Tuesday, August 31, 2010

What I've Been Working On: Mayflight


My secret project, a procedural exploratory game for YoYoGames' summer competition, is ready to show the world.  It is called Mayflight.  It's kind of relevant here because I used some roguelike design principles in its making, especially in creating its huge game world and your character's ability set.  (I can't post it on Metafilter Projects yet because it's been too soon since my post of my most recent Gamasutra article.  I seem to be using Projects rather a lot lately....)

It's sort of like a Metroidvania in some ways.  It is a platformer, and you explore a big mappable space looking for powerups and fighting monsters.  However, it has no end.  The game world is randomly created every game, and has no edges.  Exploring out several areas, bring up the map and zooming out, then seeing the trail of blue rooms extending off-screen is kind of fascinating.

Also, the powerup/map dynamic isn't the Russian nesting doll setup of ever-increasing exploration spheres made available by finding new equipment.  Instead your character, Aurora the fairy, is weak in ability at the start, but becomes stronger generally in various areas by finding powerups.

Because there's no end to the world, and the powerups increase ability rather than grant new ones, the point of the game changes.  There is a time limit, and the idea is to go as far as you can during it.  Although it starts at only ten seconds, you can extend it continually by finding "sparks," which are scattered around with the ubiquity of Mario's coins.  The game is played for high score.  The two scores provided are raw distance from the starting location upon death, and a more traditional score that generally measures playing ability and accomplishment.
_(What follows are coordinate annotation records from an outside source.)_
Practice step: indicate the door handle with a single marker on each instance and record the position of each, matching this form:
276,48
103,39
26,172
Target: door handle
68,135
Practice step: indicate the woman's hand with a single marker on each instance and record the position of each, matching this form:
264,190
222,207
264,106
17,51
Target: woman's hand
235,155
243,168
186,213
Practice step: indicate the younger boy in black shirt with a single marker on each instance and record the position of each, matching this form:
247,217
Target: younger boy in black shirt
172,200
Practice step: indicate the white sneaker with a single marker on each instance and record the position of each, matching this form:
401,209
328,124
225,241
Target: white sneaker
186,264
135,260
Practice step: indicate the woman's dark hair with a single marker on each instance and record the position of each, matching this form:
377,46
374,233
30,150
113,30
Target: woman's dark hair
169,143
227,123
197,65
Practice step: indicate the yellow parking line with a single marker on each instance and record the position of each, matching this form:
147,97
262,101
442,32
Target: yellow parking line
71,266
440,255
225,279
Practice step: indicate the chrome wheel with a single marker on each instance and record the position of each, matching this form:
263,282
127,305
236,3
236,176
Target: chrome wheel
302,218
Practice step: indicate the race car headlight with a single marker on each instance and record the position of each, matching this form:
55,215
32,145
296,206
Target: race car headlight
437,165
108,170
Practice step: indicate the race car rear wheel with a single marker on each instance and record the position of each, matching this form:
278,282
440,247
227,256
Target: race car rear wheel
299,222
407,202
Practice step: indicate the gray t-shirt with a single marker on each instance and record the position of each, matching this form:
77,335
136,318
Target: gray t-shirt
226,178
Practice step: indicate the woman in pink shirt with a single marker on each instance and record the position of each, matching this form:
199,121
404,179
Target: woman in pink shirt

Playing it, it seems to have a nice balance to me.  The monsters are challenging without being overwhelming (at least not until you have had a chance to power up), the constant need to extend your lifespan means there is little downtime, and it's challenging while possible to survive for more than an hour with good play.  I was even able to squeeze a couple of covert pinball references into the game's interface.  I'm particularly proud of the background generator, which is able to produce a wide variety of interesting dynamically-generated looks for areas for relatively little processor time.  I post some of the more interesting screens here.

Anyway, now that Mayflight has seen a public release I can focus more on @Play.  The next column or two will probably discuss the game as an example of roguelile design principles applied to a very non-roguelike kind of game.  Then we'll probably get back to the usual beat.  In particular, Dungeon Crawl has seen a lot of development effort lately, having jumped another whole version number in the past two months!